INVESTIGADORES
DEL RIO Juan Pablo
congresos y reuniones científicas
Título:
A Bayesian Approach to Duplicate Detetcion From Real Estate Listings.
Autor/es:
DIOGUARDI, F.; ANTONELLI, L.; MARCOS, M.; DEL RÍO, J.P.; TORRES, D.
Lugar:
Popayán
Reunión:
Workshop; Decisioning 2023.; 2023
Resumen:
The availability of large amounts of real estate data on the internet presents a great opportunity for analysts and statisticians to derive insights. However, ensuring the quality of the data can be challenging due to the presence of duplicate listings. This study proposes a duplicate detection strategy for a real estate knowledge graph containing listings scraped from different web pages.
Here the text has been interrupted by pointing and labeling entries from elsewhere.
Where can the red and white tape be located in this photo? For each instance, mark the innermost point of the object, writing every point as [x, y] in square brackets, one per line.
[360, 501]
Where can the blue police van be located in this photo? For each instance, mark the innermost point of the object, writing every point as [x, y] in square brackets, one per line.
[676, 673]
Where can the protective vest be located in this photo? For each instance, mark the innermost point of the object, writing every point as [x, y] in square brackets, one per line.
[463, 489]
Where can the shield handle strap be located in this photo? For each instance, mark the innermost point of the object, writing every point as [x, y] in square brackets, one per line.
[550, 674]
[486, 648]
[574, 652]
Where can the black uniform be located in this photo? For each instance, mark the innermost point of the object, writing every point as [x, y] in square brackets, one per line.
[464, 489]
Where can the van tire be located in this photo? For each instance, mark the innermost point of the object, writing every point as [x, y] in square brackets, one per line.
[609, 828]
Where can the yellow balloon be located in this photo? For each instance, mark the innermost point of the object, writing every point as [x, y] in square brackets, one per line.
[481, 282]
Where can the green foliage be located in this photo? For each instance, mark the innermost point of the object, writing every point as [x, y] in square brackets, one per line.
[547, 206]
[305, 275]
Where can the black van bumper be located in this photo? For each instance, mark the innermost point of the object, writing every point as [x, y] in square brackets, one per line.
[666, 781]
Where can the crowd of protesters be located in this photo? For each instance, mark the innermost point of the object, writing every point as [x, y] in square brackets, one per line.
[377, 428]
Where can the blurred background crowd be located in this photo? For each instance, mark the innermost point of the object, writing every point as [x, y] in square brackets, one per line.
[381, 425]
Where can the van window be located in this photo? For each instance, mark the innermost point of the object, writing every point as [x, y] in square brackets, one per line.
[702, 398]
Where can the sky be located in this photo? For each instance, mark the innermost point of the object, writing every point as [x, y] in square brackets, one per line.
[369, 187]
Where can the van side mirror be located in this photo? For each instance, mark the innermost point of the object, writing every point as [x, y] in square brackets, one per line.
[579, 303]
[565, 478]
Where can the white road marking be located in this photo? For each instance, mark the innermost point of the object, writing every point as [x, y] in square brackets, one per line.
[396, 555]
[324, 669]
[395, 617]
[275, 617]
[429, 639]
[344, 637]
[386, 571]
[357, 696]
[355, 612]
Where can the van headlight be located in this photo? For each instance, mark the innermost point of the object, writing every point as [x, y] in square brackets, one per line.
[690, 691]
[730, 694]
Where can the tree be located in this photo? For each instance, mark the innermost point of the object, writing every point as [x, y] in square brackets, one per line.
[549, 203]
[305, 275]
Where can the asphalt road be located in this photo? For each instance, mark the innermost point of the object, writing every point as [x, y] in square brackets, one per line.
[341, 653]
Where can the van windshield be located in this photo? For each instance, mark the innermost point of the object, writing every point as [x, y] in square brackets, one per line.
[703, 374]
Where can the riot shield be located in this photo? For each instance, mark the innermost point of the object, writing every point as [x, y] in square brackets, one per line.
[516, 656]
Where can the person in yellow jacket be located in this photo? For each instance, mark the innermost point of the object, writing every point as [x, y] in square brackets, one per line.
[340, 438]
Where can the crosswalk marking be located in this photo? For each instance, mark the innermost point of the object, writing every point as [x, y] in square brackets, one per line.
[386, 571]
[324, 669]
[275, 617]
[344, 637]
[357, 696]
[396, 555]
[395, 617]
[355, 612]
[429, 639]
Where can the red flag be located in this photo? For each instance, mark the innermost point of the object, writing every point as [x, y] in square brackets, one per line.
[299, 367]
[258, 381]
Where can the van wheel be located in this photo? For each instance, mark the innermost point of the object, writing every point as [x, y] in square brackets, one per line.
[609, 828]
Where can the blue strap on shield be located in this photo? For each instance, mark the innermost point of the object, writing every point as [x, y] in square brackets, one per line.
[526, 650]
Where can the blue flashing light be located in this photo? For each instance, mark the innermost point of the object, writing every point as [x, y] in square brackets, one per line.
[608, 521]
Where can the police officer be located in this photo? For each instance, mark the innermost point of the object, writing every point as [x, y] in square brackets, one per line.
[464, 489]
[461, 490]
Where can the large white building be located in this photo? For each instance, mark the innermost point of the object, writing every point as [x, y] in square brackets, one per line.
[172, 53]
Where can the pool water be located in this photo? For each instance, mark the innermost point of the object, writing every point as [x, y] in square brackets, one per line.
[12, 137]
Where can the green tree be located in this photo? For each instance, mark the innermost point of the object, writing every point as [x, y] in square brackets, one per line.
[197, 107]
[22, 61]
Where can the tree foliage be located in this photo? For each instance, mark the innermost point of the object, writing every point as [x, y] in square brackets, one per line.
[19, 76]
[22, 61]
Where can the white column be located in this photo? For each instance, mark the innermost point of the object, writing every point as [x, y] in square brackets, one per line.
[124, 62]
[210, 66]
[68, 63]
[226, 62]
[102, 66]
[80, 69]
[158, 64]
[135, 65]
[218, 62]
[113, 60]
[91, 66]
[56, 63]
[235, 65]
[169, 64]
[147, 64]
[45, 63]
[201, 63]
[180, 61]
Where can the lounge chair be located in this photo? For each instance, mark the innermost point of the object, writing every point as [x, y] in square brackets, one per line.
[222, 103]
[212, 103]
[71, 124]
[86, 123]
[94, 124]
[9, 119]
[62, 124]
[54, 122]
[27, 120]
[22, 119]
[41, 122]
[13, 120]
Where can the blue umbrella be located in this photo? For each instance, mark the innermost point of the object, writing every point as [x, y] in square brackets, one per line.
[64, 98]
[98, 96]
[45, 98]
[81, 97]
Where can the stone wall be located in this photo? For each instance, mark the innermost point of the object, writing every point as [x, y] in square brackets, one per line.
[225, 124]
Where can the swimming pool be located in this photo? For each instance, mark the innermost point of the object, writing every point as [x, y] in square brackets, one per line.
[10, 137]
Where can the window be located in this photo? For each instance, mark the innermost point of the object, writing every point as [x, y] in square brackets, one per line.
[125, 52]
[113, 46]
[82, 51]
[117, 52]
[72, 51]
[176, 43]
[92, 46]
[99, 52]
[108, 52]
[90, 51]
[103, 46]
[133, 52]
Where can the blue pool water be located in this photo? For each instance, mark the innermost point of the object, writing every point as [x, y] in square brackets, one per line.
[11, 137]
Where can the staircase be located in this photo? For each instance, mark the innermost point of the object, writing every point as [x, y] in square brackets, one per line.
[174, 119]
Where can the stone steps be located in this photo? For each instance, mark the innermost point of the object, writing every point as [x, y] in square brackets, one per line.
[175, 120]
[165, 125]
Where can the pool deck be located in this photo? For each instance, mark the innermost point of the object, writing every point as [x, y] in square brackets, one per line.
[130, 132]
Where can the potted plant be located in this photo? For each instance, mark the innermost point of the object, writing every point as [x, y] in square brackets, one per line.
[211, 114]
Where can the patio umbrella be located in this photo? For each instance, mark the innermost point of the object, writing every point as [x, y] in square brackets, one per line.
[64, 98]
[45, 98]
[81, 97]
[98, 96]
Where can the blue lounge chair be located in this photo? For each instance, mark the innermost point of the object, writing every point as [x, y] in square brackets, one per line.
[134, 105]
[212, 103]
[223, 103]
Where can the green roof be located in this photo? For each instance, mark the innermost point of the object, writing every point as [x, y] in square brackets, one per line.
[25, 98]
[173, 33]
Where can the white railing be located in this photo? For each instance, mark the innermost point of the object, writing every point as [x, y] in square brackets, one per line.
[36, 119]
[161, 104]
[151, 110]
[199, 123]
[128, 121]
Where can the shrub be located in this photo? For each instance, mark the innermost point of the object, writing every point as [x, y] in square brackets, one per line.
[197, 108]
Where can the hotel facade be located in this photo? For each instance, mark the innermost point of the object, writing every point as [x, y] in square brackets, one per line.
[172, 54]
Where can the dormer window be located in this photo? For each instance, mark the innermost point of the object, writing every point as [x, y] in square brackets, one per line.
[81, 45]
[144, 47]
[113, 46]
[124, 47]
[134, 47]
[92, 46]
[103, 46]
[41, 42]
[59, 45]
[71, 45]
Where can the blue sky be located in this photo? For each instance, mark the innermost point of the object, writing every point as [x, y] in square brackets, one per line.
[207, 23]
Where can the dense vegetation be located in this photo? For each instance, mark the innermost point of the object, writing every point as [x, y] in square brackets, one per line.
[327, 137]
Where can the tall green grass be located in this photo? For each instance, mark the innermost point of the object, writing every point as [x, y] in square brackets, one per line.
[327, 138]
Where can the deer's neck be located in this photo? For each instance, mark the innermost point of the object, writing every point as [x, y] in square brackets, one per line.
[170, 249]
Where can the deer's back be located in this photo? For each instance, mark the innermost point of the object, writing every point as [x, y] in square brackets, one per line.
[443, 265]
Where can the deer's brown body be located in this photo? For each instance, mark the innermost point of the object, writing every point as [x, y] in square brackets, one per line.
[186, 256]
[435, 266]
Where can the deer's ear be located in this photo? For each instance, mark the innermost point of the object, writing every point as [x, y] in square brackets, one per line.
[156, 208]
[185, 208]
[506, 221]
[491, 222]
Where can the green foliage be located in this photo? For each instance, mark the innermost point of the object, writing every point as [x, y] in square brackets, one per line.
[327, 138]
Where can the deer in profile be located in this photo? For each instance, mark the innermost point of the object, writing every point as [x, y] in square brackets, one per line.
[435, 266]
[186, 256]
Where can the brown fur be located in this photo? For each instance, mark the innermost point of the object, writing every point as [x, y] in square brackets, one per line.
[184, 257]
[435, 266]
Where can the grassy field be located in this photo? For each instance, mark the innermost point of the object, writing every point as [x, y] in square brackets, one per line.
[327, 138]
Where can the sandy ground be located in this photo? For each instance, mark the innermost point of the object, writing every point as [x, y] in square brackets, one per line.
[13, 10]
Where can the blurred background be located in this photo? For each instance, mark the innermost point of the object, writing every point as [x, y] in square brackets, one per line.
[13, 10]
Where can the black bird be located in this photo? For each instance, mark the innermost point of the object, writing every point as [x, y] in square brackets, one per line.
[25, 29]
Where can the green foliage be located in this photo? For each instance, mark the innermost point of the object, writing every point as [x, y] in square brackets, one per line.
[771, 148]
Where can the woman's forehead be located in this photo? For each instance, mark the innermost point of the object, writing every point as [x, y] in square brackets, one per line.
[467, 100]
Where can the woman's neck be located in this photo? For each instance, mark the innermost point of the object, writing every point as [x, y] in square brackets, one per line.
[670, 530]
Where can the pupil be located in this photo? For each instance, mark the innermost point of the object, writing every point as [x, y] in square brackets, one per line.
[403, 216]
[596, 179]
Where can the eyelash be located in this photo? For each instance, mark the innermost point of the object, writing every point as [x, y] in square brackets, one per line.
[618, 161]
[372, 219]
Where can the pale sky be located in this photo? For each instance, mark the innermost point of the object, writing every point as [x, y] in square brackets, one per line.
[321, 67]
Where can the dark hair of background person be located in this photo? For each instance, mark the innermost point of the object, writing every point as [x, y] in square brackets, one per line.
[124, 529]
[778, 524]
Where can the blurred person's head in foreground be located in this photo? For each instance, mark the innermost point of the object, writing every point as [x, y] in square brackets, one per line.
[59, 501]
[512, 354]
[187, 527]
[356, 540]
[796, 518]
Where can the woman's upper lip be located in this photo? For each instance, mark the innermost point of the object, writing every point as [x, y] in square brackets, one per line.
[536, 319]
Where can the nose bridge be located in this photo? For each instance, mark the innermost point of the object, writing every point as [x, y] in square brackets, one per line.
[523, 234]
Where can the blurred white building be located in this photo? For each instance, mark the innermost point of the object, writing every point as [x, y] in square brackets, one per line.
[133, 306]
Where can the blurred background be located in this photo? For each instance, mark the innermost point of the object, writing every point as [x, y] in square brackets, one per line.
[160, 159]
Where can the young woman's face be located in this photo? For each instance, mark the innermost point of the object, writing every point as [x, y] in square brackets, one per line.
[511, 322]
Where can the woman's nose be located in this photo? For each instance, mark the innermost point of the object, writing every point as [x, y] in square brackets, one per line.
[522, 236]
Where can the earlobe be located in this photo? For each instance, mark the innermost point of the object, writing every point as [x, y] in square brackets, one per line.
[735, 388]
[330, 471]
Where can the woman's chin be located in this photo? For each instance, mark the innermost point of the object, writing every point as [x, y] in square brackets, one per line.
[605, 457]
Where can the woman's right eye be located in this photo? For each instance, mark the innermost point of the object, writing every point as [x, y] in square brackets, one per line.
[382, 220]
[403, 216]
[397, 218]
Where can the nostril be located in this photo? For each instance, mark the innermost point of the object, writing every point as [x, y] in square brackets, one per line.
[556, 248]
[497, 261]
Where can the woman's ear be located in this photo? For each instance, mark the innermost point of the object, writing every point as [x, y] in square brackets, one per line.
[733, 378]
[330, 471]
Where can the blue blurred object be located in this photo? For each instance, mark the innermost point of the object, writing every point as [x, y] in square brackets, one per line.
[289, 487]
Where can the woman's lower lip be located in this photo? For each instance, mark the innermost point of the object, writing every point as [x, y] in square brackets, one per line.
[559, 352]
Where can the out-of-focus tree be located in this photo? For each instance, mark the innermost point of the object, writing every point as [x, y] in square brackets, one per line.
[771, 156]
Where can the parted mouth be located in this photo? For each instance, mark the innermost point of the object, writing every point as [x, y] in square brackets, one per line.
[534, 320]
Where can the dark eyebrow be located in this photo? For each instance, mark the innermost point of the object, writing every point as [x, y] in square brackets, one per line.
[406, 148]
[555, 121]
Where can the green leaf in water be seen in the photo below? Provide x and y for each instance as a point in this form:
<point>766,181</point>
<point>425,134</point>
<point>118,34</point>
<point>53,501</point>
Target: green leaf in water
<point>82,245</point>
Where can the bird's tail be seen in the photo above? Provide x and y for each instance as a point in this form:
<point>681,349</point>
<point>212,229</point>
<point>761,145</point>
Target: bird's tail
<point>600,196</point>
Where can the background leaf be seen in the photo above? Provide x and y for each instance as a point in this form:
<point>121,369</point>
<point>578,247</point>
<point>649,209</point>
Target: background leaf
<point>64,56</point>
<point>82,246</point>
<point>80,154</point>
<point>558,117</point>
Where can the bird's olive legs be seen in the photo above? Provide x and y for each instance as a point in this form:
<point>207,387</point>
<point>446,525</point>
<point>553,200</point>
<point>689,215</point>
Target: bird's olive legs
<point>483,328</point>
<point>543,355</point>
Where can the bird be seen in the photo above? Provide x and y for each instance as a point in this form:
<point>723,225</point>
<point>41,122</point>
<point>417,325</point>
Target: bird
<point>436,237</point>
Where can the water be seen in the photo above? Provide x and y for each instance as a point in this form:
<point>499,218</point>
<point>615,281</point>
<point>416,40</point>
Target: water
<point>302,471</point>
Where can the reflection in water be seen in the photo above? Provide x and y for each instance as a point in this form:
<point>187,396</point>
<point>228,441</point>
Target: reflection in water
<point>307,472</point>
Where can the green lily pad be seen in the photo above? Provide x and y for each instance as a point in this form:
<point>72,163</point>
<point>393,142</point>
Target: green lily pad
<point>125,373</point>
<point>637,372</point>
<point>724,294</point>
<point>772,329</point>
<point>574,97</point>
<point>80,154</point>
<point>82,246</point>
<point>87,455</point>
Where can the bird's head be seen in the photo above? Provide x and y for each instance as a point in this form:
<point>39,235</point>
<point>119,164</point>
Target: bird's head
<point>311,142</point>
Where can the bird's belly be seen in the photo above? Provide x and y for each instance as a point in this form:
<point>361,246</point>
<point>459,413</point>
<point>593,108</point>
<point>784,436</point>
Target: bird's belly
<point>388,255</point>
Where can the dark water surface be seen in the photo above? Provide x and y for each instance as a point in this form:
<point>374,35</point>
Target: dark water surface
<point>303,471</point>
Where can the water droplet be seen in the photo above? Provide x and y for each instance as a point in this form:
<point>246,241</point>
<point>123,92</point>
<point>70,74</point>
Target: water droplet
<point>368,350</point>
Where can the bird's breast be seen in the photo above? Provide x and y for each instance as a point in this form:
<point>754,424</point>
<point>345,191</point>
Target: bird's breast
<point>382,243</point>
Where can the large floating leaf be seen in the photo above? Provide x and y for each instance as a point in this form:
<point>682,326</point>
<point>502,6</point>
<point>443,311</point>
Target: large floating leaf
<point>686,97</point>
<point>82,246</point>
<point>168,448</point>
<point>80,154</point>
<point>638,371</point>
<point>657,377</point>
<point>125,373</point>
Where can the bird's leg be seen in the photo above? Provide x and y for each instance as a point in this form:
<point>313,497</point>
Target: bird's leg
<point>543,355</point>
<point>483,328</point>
The presented approach involves using Duke to discover the implicit owl:sameAs links between records, which achieved a precision of 66.8%, a recall of 70.4%, and an F-measure of 68.6%. It was found that segmenting the comparison of records according to the attributes compared and giving each segment a different weight on the matching result is a successful way of solving this problem. The strategy was evaluated through a ground truth dataset created by domain experts, which consisted of a real estate listing knowledge graph with duplicate and unique entities. This approach effectively cleaned the knowledge graph of noisy data and can be useful for making accurate statistical analyses in real estate domains. The suggested procedure can be used to create a real estate observatory that analyses real estate listings from different sources to generate useful statistics. Analysts can use this tool to extract valuable information and make data-driven decisions in the real estate market.